See, my British friends, in the US this might get you shot, or at least yelled at, or at least would get a landowner staring at you with an incredulous look of what is this crazy person smoking? As my mother and I followed our map, hunting yellow arrows like early Easter eggs, I kept looking around nervously, half expecting to hear a shotgun being racked.
However, our only company was a pair of friendly horses:
|Maybe a little too friendly. No, I don’t have any food for you.|
and the same guy on his tractor passing us three times in different directions.
|As we walked out through Boltby.|
We made it to Thirlby eventually, with only one squabble along the way in which my mother once again doubted my ability to navigate by map in spite of the fact that I have been doing it successfully for the whole of this trip.
‘THIS. You see this line? This is the road. It is right THERE.’ (Pointing.) ‘So the map orients like THIS.’
‘But we don’t go ON the road!’
‘Right. The road turns. We go across the corner. STOP TURNING THE MAP.’
‘But WE DON’T GO ON THE ROAD!‘ (Turning the map.)
‘Also, there is a sign with a name on it right in front of us JUST GIVE ME THE MAP!‘
I did know where we were but there was no yellow arrow in that pasture or the next one up, so we did in fact go on the road. Not as photogenic as the fields, but at least we weren’t likely to anger any sheep who weren’t supposed to be disturbed.
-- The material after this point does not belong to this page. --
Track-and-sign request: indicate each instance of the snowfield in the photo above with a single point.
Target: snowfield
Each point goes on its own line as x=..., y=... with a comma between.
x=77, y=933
My map-reading skills were vindicated when we walked through Thirlby and found the other end of the path we’d been trying to find.
‘PUBLIC FOOTPATH DIVERTED. FOLLOW MARKED ROUTE.’
It would have been nice if they’d put that note at both sides of the diversion. No?
|This was the representative sheep-in-the-field photo I have tried and failed to get for the last three days.|
Later on I found out that Rosie, James Herriot’s daughter, still lives in Thirlby. You can too, if you want to live in a town with a population of less than 150 people. There are houses for sale.
It’s cute but…hmm…think I’ll pass.
On the way out, the only occupied field we’d walked through was the one containing the two horses; on the way back we met some cows. I think they may have been the same cows from the other day who really liked us.
Or wanted to eat us or stomp us into pulp or whatever goes through cow brains.
‘I hope they don’t come over,’ my mother said as we walked around the far edge of the field. ‘I don’t want to get gubbed on.’ (‘Gubbing’ being what animals do with wet noses and tongues.)
‘Too bad because it looks like they…are…COMING…gosh, they move fast.’
‘What do they want with us?!’
|I waited until we were on the other side of the gate before I took photos.|
On the way out we had walked parallel to what I would call a stream, but what seems to be in local parlance a ‘beck.’ I kept expecting to see Little Grey Rabbit tiptoeing along the bank with a basket of flowers. I promised myself that on the way home I would stop at a part with a shallow bank and dip my toes in the water.
I did and it was lovely.
Then after carefully checking for stickers and dung, I climbed up the bank with my shoes in hand and wiped my feet off on the clean grass.
Whereupon a small nasty insect BIT ME.
It felt like a nasty pinprick but when I looked, expecting a splinter, I couldn’t see a thing. Neither could my mother. So whatever. I slipped my shoe back on and limped back home.
Several hours later, when my foot got tingly, got a swollen patch, and produced three miniscule red dots, I did Google to make sure there were no poisonous bugs in northern England. (There aren’t.) Why is it that this sort of bizarre reaction happens when you intend to be on your feet the whole next day?